Norwood said the Army always is looking for new technological opportunities, and is soliciting small businesses for new ideas. "One of the vendors recently started looking at a way to embed ceramic balls into the small-arms protective insert in order to decrease weight and improve ballistic protection," he said.
"Our goal is always to make body armor lighter and more available to the soldiers," Norwood added. "We try to maximize the two biggest constraints -- the weight vs. the ballistic protection. It's a constant trade-off. You can get more ballistic protection, but it usually costs you a larger penalty."
He said the helmet works in conjunction with the body armor. It's fitted so it provides an equal amount of protection. The way it's worn is tailored to the mission the wearer has to perform.
"Individual soldiers, sailors, airmen, Marines or Coast Guardsmen all need to be looked at as part of the overall system that they're using to perform their mission," Norwood said. "So all service members are part of a larger system. That concept can't help but benefit other services."

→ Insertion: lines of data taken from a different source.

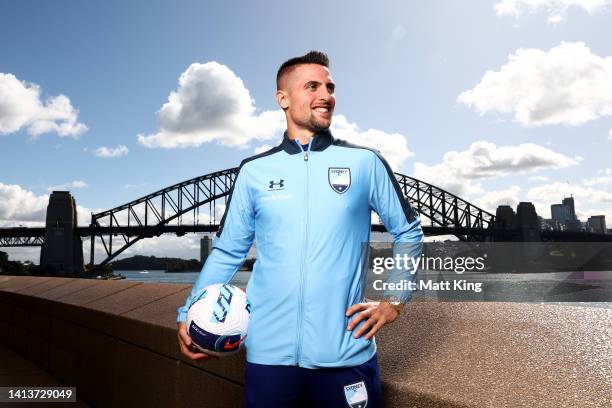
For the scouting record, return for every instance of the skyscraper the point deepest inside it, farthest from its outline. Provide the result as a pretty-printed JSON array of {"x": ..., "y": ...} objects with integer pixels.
[
  {"x": 597, "y": 224},
  {"x": 569, "y": 201}
]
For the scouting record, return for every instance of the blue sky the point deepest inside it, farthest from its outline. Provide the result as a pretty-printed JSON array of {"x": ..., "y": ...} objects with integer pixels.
[{"x": 400, "y": 68}]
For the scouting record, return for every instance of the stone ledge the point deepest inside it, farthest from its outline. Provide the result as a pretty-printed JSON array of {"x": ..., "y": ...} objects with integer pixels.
[{"x": 435, "y": 355}]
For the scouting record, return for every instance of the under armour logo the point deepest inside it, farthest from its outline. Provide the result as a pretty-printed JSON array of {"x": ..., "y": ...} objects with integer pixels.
[{"x": 277, "y": 185}]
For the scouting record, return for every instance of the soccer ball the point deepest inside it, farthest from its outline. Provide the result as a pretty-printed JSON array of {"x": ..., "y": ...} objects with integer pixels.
[{"x": 218, "y": 318}]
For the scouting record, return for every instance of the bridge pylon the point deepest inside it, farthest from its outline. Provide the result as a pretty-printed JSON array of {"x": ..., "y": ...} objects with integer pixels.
[{"x": 62, "y": 251}]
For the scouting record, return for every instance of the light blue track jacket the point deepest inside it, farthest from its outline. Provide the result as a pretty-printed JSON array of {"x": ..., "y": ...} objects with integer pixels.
[{"x": 310, "y": 215}]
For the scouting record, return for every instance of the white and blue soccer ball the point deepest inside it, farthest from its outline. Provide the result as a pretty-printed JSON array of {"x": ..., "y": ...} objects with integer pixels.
[{"x": 218, "y": 319}]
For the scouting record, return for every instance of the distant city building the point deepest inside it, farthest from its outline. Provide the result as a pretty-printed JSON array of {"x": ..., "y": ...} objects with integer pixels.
[
  {"x": 569, "y": 201},
  {"x": 597, "y": 224},
  {"x": 505, "y": 218},
  {"x": 565, "y": 215},
  {"x": 561, "y": 213},
  {"x": 549, "y": 225}
]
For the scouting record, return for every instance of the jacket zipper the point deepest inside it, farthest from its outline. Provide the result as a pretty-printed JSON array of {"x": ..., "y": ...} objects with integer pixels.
[{"x": 303, "y": 264}]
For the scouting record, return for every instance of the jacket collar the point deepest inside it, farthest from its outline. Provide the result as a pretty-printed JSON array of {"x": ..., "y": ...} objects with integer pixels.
[{"x": 320, "y": 142}]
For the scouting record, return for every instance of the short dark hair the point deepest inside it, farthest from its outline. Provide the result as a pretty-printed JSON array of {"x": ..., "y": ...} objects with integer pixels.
[{"x": 313, "y": 57}]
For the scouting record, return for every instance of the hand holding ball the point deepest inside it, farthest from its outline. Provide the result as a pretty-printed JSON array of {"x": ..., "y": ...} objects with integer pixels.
[{"x": 218, "y": 319}]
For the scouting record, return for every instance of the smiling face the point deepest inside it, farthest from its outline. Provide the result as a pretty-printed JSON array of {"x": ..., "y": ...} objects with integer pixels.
[{"x": 306, "y": 94}]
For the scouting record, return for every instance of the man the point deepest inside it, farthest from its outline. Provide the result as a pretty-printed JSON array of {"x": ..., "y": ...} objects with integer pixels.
[{"x": 307, "y": 203}]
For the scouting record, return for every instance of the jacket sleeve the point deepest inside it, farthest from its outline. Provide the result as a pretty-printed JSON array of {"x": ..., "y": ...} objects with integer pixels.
[
  {"x": 401, "y": 220},
  {"x": 230, "y": 246}
]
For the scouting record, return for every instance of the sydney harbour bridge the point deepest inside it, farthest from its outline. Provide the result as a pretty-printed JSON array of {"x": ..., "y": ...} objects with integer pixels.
[{"x": 192, "y": 206}]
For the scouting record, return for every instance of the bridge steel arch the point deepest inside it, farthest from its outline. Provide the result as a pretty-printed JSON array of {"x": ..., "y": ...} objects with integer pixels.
[{"x": 152, "y": 214}]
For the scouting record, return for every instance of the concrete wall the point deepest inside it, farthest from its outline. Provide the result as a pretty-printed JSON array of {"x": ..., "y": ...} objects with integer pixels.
[{"x": 116, "y": 342}]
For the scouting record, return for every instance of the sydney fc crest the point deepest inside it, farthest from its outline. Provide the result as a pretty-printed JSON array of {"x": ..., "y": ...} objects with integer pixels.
[
  {"x": 339, "y": 179},
  {"x": 356, "y": 395}
]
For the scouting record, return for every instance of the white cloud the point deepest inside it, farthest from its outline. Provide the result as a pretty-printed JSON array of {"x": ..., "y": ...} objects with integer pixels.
[
  {"x": 262, "y": 148},
  {"x": 604, "y": 176},
  {"x": 211, "y": 104},
  {"x": 538, "y": 178},
  {"x": 21, "y": 107},
  {"x": 393, "y": 146},
  {"x": 492, "y": 199},
  {"x": 68, "y": 186},
  {"x": 460, "y": 172},
  {"x": 21, "y": 206},
  {"x": 568, "y": 85},
  {"x": 556, "y": 9},
  {"x": 585, "y": 197},
  {"x": 111, "y": 152}
]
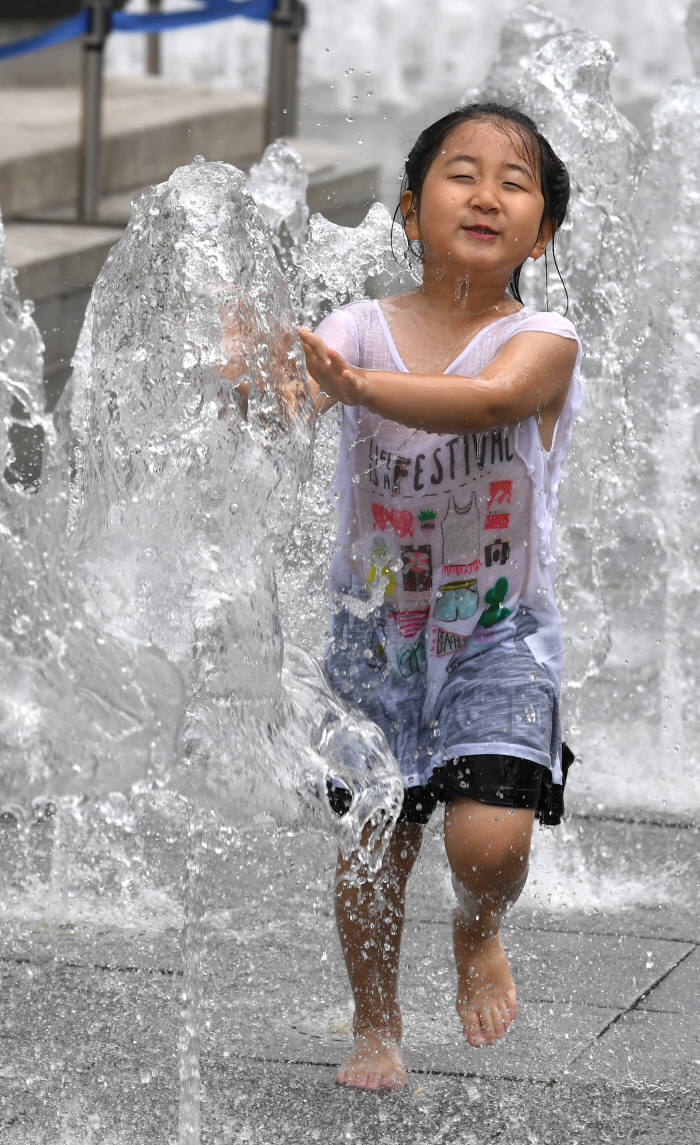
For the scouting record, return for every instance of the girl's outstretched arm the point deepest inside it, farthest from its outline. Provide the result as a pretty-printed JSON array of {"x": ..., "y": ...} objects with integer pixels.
[{"x": 529, "y": 374}]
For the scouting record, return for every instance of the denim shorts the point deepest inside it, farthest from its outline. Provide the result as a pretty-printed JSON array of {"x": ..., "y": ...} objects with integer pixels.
[{"x": 500, "y": 705}]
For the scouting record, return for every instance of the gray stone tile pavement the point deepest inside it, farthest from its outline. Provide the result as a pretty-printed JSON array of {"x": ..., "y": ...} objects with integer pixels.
[{"x": 605, "y": 1045}]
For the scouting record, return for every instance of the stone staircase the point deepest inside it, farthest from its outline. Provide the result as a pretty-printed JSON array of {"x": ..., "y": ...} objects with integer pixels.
[{"x": 150, "y": 126}]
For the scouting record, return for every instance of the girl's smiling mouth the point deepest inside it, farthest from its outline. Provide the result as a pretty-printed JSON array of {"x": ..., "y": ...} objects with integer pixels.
[{"x": 480, "y": 231}]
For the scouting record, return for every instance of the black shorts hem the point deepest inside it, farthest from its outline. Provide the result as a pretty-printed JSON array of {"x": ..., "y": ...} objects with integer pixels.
[{"x": 495, "y": 780}]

Norwood said military body armor is similar to that used by police Special Weapons and Tactics teams. "But we have specifications for the inserts that have to meet specific size, weight and ballistic protection criteria," he noted. "I don't know what police requirements are, but our requirements are very stringent."
Everyone doesn't get the same body armor, Norwood said. For example, Army Special Forces body armor has slight variations from what's fielded generally throughout the Army. Specifications for body armor for Marines and for Navy and Air Force special operations personnel will differ, depending on specific requirements for their mission, he said.